The bones of Brooks Brothers stores are scattered across 100,000 square feet here in a warehouse near the Massachusetts border, mixed in with a sea of cardboard boxes and junk, the New York Times reported. There are legions of mannequins, empty circular tables that once displayed neckties, posters of horseback-riding gentlemen from a bygone era. There is a whole section of Christmas trees and countless gold-painted ornaments of sheep suspended by ribbon — a Brooks Brothers symbol since 1850 known as the Golden Fleece. Blank order forms for tailors are strewn about. A neon sign that apparently still works.

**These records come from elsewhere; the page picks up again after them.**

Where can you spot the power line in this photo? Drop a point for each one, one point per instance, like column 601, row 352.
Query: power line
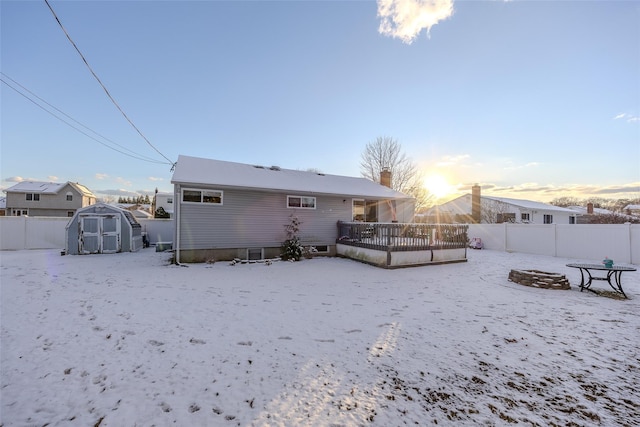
column 137, row 155
column 103, row 86
column 134, row 155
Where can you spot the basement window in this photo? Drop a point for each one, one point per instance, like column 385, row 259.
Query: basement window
column 255, row 254
column 303, row 202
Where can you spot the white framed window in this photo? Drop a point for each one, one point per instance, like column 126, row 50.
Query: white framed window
column 357, row 210
column 302, row 202
column 195, row 195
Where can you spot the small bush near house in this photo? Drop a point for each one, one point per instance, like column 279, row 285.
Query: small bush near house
column 291, row 248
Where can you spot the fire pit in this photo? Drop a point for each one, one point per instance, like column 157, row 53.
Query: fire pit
column 539, row 279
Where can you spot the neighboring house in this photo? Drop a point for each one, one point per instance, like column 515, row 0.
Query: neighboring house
column 499, row 210
column 47, row 198
column 164, row 201
column 632, row 210
column 225, row 210
column 593, row 215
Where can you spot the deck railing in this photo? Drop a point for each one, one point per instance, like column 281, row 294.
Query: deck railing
column 397, row 237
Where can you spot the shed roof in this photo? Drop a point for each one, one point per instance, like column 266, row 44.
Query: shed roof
column 195, row 171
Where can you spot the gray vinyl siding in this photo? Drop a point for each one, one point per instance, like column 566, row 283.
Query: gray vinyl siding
column 257, row 219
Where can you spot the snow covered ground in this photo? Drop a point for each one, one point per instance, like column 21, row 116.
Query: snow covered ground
column 127, row 339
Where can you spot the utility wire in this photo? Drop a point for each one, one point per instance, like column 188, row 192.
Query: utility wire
column 103, row 86
column 137, row 155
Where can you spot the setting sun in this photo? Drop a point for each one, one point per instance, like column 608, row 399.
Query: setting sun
column 437, row 185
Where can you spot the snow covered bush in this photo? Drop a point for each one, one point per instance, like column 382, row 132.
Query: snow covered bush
column 291, row 248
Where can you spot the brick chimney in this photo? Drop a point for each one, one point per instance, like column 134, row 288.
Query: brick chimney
column 475, row 203
column 385, row 177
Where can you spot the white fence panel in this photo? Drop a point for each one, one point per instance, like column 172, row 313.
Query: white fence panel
column 620, row 242
column 595, row 241
column 24, row 232
column 12, row 232
column 531, row 238
column 46, row 233
column 634, row 236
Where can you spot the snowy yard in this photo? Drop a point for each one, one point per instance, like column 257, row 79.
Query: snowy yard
column 126, row 339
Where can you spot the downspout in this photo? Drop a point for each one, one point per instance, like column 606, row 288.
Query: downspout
column 178, row 203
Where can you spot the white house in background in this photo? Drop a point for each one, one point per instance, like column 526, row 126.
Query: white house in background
column 164, row 201
column 632, row 210
column 501, row 209
column 47, row 198
column 225, row 210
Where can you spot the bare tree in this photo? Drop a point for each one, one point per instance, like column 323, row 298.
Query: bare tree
column 386, row 153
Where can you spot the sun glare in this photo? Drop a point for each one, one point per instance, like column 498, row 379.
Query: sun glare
column 437, row 185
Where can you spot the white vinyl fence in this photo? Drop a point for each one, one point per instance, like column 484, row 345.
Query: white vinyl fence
column 24, row 232
column 620, row 242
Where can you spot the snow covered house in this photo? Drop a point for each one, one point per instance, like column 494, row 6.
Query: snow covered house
column 102, row 228
column 226, row 210
column 500, row 210
column 47, row 198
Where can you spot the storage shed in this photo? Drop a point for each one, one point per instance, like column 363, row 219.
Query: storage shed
column 102, row 229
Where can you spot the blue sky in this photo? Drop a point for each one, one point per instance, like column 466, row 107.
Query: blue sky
column 530, row 99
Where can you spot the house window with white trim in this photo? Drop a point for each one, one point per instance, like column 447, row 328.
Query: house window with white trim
column 193, row 195
column 303, row 202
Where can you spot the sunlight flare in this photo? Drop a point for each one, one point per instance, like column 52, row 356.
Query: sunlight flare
column 437, row 185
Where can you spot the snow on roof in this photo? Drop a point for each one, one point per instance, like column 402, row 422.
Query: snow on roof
column 47, row 187
column 529, row 204
column 462, row 205
column 597, row 211
column 197, row 171
column 37, row 187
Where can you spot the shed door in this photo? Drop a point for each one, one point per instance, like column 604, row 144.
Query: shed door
column 89, row 238
column 110, row 234
column 99, row 234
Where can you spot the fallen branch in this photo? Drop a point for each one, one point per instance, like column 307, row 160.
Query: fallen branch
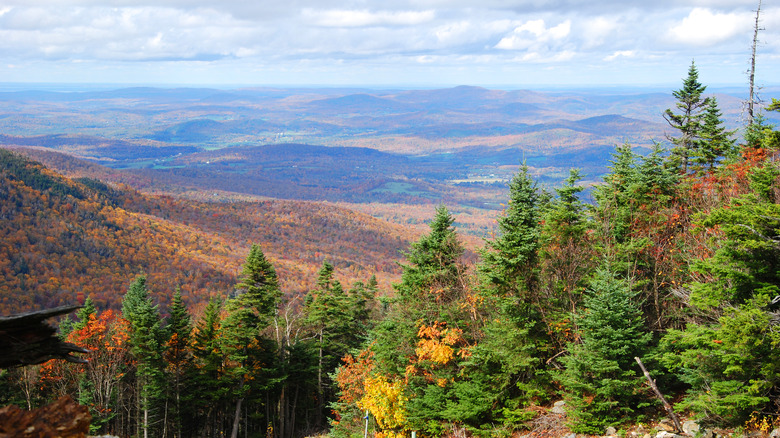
column 660, row 396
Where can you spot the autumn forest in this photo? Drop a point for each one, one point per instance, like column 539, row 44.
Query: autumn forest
column 285, row 318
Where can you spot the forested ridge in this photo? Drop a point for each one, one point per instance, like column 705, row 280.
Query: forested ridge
column 66, row 239
column 676, row 262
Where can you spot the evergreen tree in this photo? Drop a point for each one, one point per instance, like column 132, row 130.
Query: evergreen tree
column 147, row 342
column 688, row 120
column 208, row 374
column 614, row 207
column 434, row 266
column 714, row 141
column 178, row 357
column 84, row 313
column 510, row 262
column 248, row 315
column 566, row 252
column 514, row 334
column 601, row 378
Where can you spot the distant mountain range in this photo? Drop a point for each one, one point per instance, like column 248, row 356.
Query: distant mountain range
column 351, row 145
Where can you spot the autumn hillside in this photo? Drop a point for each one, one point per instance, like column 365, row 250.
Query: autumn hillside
column 62, row 239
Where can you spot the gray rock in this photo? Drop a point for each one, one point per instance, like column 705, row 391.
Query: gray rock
column 558, row 407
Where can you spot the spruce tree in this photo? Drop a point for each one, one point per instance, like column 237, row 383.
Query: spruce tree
column 601, row 377
column 510, row 262
column 248, row 315
column 434, row 265
column 208, row 375
column 715, row 141
column 688, row 119
column 514, row 333
column 178, row 357
column 147, row 344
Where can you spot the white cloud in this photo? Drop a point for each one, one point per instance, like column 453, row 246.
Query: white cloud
column 363, row 18
column 703, row 27
column 620, row 54
column 532, row 34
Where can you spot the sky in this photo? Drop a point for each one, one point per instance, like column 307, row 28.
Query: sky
column 387, row 43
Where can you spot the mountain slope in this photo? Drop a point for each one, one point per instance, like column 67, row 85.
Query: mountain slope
column 63, row 239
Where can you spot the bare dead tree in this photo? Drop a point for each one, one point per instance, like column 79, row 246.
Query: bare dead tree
column 752, row 72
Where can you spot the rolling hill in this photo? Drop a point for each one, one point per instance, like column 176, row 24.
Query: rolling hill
column 66, row 238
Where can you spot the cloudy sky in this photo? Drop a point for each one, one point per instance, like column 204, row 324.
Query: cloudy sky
column 493, row 43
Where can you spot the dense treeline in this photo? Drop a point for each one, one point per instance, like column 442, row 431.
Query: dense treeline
column 676, row 262
column 64, row 239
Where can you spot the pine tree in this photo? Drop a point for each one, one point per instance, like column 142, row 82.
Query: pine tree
column 688, row 121
column 614, row 209
column 510, row 262
column 209, row 372
column 513, row 333
column 248, row 315
column 178, row 357
column 434, row 265
column 147, row 342
column 601, row 380
column 566, row 251
column 715, row 141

There is no apparel, but there are rows of heavy sewing machines that most likely came from one of the brand’s recently shuttered factories. And in the bathroom, a welcome carpet with Brooks Brothers written in cursive sits next to a toilet. The whole mass was abandoned here in the fallout of Brooks Brothers’ bankruptcy filing and sale last year, the scraps of a retailer that made nearly $1 billion in sales in 2019. Ever since, the couple that owns the warehouse, Chip and Rosanna LaBonte, has been scrambling to figure out how to get rid of it all. Junk removal companies have told them it will cost at least $240,000 to clear the space, which Brooks Brothers had rented through November. In order to pay the bill, the LaBontes are going to have to sell their home. The couple’s plight illustrates the far-reaching consequences of retail bankruptcies, which cascaded during the pandemic and affected everyone from factory workers to executives. Smaller vendors and landlords have often been left holding the short end of the stick during lengthy byzantine bankruptcy proceedings, particularly with limits on what they can spend on legal bills compared with larger corporations. And once bankrupt brands are sold, people like the LaBontes are typically left in the dust.